Since we chose the GAN-TTS in our work, we should adjust our dataset as mentioned in [9] to fit the model and achieve the goal. The input to G is a sequence of linguistic and pitch features at 200Hz, and its output is the raw waveform at 24kHz. Working with GAN-TTS requires high performance GPU for training, increasing number of discriminators will require more GPUs [9].

References:

1. Ning, Yishuang, et al. “A review of deep learning based speech synthesis.” Applied Sciences 9.19 (2019): 4050.
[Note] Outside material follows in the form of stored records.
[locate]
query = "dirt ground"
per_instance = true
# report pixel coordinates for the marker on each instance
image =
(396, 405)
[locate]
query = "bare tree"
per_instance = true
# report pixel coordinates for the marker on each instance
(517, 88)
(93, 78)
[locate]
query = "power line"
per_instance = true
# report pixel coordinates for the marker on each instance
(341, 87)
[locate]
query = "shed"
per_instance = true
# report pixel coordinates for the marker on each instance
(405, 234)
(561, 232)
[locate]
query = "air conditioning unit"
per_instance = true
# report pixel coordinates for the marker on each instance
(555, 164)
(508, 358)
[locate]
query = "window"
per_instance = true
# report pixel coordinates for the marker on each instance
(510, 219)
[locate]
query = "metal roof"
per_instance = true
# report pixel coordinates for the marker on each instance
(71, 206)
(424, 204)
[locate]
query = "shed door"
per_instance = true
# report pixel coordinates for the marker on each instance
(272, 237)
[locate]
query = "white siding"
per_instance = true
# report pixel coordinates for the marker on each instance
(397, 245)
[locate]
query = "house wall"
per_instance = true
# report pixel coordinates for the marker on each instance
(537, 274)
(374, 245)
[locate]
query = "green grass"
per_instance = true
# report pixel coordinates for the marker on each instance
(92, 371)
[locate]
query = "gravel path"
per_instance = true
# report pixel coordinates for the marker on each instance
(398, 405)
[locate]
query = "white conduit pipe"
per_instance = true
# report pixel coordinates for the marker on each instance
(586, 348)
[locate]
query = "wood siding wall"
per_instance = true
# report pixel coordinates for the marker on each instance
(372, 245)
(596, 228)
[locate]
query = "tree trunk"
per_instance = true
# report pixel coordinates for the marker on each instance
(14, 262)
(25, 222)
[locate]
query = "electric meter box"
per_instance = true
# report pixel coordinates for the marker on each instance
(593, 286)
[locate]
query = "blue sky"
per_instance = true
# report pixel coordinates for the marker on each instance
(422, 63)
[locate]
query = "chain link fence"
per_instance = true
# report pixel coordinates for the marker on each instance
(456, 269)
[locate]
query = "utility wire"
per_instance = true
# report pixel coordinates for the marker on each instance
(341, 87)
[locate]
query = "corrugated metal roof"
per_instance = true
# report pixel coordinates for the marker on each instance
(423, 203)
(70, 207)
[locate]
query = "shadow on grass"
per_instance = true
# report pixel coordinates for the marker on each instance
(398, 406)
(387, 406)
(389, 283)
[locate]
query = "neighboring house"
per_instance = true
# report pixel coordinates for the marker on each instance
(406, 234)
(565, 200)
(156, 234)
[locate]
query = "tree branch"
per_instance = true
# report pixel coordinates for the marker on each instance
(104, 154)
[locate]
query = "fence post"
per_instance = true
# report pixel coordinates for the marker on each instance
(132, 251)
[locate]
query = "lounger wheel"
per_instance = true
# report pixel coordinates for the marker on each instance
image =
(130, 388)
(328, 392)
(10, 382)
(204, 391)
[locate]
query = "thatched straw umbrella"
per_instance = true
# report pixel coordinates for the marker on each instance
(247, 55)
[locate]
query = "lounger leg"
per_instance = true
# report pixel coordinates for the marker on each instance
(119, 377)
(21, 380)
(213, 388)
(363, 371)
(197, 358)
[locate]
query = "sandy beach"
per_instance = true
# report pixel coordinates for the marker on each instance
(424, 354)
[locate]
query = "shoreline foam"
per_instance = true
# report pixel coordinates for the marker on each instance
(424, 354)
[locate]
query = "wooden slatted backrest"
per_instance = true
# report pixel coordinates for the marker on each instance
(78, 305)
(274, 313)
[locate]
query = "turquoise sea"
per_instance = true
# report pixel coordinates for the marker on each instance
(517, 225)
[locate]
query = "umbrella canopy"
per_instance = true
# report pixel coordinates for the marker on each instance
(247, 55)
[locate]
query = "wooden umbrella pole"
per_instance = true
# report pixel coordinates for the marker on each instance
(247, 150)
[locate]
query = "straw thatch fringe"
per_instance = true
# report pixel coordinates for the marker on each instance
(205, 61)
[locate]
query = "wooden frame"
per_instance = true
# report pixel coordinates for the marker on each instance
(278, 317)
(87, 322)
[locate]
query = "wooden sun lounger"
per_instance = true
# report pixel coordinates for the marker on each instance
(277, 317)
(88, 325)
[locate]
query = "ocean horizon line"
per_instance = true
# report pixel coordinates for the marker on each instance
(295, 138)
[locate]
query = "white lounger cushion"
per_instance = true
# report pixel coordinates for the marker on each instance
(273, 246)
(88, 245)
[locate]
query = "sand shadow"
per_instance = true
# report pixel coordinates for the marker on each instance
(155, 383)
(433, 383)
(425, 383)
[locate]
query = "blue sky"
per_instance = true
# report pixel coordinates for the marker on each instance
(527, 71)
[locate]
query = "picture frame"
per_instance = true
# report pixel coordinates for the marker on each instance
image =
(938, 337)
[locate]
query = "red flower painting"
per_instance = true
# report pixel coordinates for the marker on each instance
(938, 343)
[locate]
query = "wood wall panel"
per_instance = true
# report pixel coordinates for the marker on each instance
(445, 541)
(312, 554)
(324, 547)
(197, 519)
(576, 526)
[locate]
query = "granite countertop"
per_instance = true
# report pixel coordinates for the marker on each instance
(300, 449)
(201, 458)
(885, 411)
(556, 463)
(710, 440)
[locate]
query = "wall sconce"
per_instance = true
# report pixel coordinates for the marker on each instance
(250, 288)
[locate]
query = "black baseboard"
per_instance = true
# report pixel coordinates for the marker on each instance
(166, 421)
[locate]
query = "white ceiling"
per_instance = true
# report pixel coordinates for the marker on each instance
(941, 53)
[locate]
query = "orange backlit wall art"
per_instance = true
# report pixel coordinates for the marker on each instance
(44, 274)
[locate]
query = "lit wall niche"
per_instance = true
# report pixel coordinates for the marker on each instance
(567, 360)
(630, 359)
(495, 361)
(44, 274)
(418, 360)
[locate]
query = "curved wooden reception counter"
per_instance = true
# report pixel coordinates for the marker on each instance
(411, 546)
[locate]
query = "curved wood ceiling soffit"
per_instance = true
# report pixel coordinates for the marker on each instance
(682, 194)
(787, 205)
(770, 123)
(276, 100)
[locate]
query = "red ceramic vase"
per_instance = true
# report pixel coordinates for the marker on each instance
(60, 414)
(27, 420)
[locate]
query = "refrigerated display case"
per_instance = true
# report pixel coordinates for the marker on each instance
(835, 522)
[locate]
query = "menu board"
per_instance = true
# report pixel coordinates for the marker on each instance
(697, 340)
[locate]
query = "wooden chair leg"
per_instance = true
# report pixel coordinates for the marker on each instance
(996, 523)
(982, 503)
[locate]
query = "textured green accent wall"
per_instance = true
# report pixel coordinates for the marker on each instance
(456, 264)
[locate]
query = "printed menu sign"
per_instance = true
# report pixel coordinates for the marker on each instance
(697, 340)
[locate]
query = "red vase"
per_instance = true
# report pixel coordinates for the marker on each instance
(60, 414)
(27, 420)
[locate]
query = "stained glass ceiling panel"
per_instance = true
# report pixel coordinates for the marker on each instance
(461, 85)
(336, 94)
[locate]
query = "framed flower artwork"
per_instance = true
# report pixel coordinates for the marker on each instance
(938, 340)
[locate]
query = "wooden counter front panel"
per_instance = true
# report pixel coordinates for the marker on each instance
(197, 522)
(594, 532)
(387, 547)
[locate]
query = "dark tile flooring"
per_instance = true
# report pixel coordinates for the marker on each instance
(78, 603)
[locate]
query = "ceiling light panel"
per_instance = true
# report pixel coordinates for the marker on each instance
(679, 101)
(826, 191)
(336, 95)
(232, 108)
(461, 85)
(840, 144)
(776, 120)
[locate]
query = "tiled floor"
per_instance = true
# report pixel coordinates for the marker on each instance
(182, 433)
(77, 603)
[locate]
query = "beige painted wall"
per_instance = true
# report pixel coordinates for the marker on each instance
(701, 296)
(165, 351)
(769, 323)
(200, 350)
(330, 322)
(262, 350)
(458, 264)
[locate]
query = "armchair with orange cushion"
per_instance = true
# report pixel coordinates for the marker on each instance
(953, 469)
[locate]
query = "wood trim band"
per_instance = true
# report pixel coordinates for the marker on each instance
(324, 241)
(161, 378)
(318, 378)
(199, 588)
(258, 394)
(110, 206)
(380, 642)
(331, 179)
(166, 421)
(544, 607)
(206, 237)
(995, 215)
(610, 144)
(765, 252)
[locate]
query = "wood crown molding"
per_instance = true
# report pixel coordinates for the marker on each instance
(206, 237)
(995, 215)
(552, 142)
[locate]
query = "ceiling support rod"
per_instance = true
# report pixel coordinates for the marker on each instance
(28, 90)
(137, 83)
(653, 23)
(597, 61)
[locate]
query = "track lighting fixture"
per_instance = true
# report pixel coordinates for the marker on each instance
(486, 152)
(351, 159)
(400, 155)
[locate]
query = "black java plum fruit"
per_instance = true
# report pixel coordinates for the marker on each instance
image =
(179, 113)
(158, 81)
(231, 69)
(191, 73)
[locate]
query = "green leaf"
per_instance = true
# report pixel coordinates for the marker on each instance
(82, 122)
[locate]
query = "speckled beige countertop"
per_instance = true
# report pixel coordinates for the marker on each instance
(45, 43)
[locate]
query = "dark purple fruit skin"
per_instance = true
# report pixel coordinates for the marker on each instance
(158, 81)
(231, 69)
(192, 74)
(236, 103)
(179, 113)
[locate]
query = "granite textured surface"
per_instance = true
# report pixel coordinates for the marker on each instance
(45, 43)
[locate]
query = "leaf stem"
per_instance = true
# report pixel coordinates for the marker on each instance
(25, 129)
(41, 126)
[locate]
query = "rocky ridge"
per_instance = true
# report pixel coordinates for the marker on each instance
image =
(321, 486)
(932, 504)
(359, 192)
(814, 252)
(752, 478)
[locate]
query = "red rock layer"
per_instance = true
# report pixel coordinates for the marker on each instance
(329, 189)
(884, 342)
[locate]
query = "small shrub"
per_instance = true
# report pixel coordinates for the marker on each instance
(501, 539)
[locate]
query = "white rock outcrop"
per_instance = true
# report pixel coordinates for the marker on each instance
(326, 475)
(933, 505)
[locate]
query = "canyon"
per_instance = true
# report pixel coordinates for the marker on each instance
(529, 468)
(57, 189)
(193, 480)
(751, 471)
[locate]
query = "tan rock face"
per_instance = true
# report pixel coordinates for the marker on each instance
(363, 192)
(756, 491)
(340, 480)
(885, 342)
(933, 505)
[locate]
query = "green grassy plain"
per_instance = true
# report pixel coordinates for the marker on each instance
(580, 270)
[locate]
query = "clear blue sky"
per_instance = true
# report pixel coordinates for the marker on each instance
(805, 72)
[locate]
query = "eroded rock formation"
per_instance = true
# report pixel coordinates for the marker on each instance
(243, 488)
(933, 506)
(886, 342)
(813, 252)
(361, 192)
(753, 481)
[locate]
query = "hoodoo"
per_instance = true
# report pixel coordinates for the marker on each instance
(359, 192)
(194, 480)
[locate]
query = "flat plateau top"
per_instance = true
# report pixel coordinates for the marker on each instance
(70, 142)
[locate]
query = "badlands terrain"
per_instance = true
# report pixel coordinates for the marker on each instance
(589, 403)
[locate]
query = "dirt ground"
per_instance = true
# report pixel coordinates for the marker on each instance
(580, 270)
2. Kang, Shiyin, Xiaojun Qian, and Helen Meng. “Multi-distribution deep belief network for speech synthesis.” 2013 IEEE International Conference on Acoustics, Speech and Signal Processing. IEEE, 2013.‏
3. Zen, Heiga, and Andrew Senior. “Deep mixture density networks for acoustic modeling in statistical parametric speech synthesis.” 2014 IEEE international conference on acoustics, speech and signal processing (ICASSP). IEEE, 2014.‏
4. Li, Xinxing, et al. “A deep bidirectional long short-term memory based multi-scale approach for music dynamic emotion prediction.” 2016 IEEE International Conference on Acoustics, Speech and Signal Processing (ICASSP). IEEE, 2016.
5. Mousa, Amr El-Desoky, and Björn W. Schuller. “Deep Bidirectional Long Short-Term Memory Recurrent Neural Networks for Grapheme-to-Phoneme Conversion Utilizing Complex Many-to-Many Alignments.” Interspeech. 2016.
6. Oord, Aaron, et al. “Parallel wavenet: Fast high-fidelity speech synthesis.” International conference on machine learning. 2018.
7. Skerry-Ryan, R. J., et al. “Towards end-to-end prosody transfer for expressive speech synthesis with tacotron.” arXiv preprint arXiv:1803.09047 (2018).‏
8. Tachibana, Hideyuki, Katsuya Uenoyama, and Shunsuke Aihara. “Efficiently trainable text-to-speech system based on deep convolutional networks with guided attention.” 2018 IEEE International Conference on Acoustics, Speech and Signal Processing (ICASSP). IEEE, 2018.
9. Bińkowski, Mikołaj, et al. “High fidelity speech synthesis with adversarial networks.” arXiv preprint arXiv:1909.11646 (2019).